VISTOS Decide de plano la Corte la solicitud de cambio de radicación a otro Distrito Judicial, del proceso que se surte en el Juzgado 17 Penal del Circuito de Bogotá en contra de MARTHA LUCÍA SALAZAR CHARRY o CHARRIA por el delito de falsedad material en documento público.
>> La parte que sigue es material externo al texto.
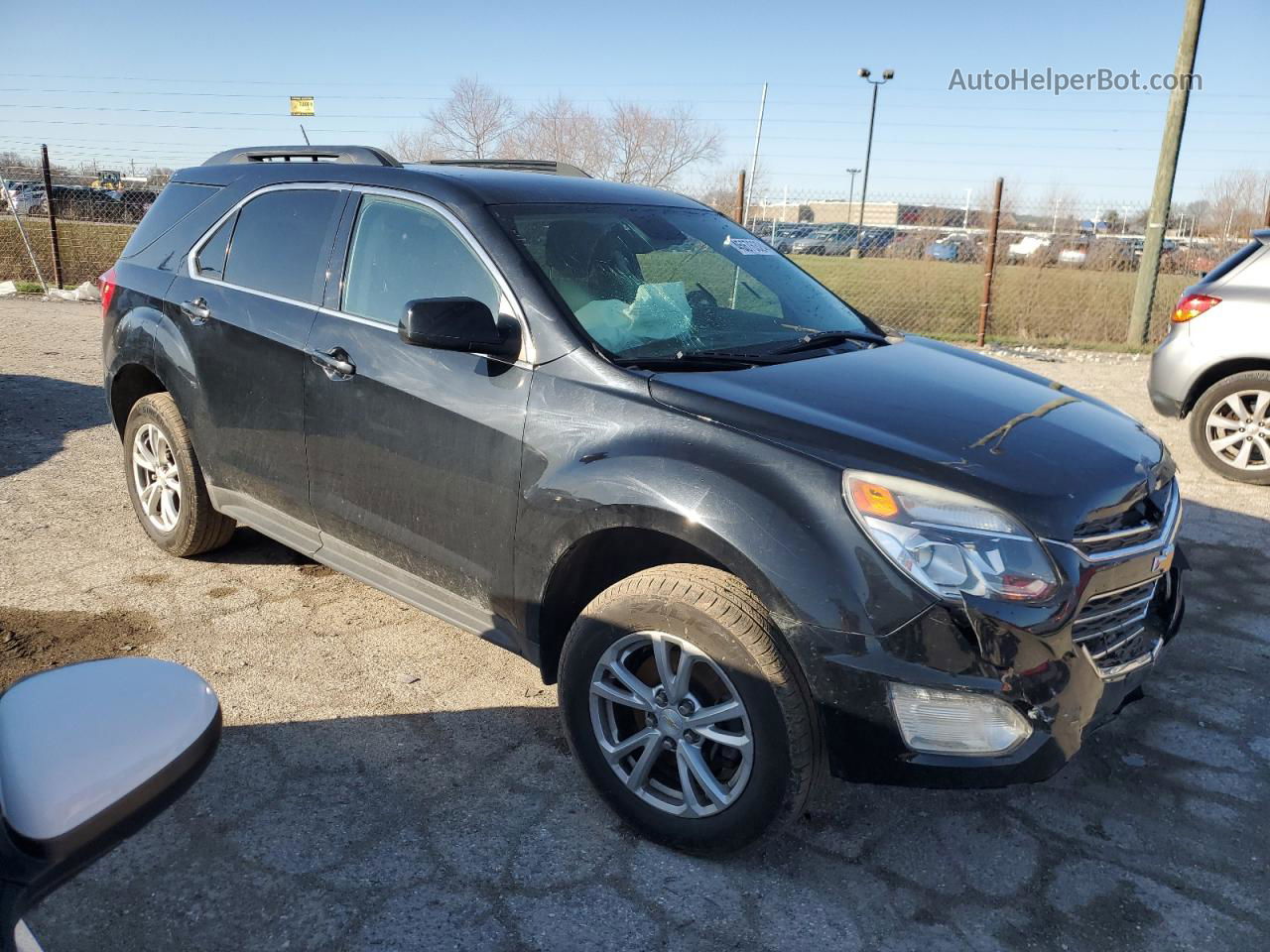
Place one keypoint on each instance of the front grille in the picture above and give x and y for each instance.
(1138, 525)
(1111, 629)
ANTECEDENTES 1. Encontrándose el asunto de la referencia en traslado a los sujetos procesales para los efectos establecidos en el Art. 400 del C. de P. Penal, y habiéndose señalado fecha y hora para llevar a cabo la diligencia de audiencia preparatoria, el defensor de la procesada SALAZAR CHARRY o CHARRIA, quien tiene fijado su domicilio en la ciudad de Santiago de Cali y allí mismo labora en la Compañía Colombiana de Esmaltes S.A., impetró el cambio de radicación del proceso al considerar que si se prosiguiera con el juzgamiento de su asistida en la capital de la República, se verían afectadas sus garantías procesales y la publicidad del juzgamiento, debido a que por el sitio de residencia y de trabajo ya señalados “ se le dificulta por obvias razones su comparecencia al juicio, por los desplazamientos que tendría que realizar, difíciles tanto por capacidad económica como por su compromiso laboral; además de que le es prácticamente imposible contratar los servicios de un abogado en la ciudad de Bogotá, pudiéndose así presentar una violación a su derecho constitucional de defensa que deberá ser integral, ininterrumpida, técnica y material ( ) ”.
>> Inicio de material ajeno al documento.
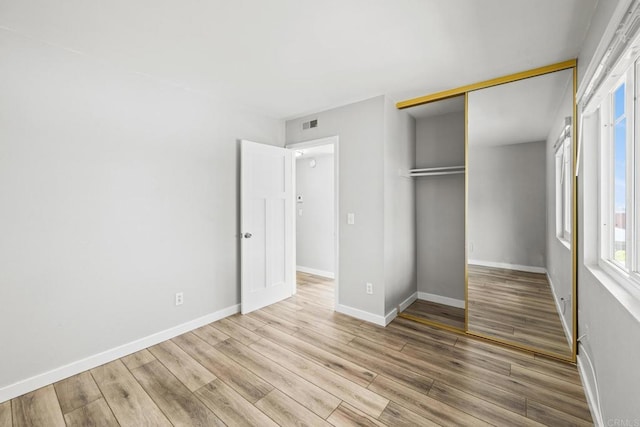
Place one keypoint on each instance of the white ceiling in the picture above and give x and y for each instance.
(437, 108)
(320, 150)
(517, 112)
(284, 58)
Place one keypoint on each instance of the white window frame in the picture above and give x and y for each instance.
(629, 271)
(563, 178)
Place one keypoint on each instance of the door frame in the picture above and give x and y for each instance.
(330, 140)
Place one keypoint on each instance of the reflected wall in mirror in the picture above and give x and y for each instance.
(519, 213)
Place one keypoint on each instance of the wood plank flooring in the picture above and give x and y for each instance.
(300, 363)
(516, 306)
Ha de tenerse en cuenta, igualmente, que en el caso presente debieron aplicarse las preceptivas que para la competencia a prevención establece el Art. 83 del C. de P. Penal, argumenta el libelista al dejar entrever que en la actuación se halla demostrado que el hecho por el que se juzga a su defendida se cometió en varios sitios del país; si la apertura de la investigación pertinente se decretó en Palmira, Valle, no entiende por qué razón se remitieron las diligencias a Bogotá. CONSIDERACIONES DE LA CORTE Por tratarse de la petición de cambio de radicación del proceso en cuestión, a un Distrito Judicial diferente a aquel donde se lleva a cabo el correspondiente juzgamiento, la Corte por virtud de lo estatuido en el Art. 75-8 del C. de P. Penal es competente para pronunciarse sobre la invocación aquí hecha.
Ahora bien, el instituto consagrado en el Art. 85 del C. de P. Penal que excepciona el principio general en virtud del cual el funcionario judicial competente para conocer de un asunto, es el del lugar en donde se perpetró el hecho -competencia territorial-, ha dicho la Corte y ahora lo reitera, autoriza el cambio de radicación de un proceso cuando en razón de circunstancias sobrevinientes puedan resultar afectados el orden público, la imparcialidad o independencia de la administración de justicia, las garantías procesales, la publicidad del juzgamiento, y la seguridad del procesado o su integridad personal.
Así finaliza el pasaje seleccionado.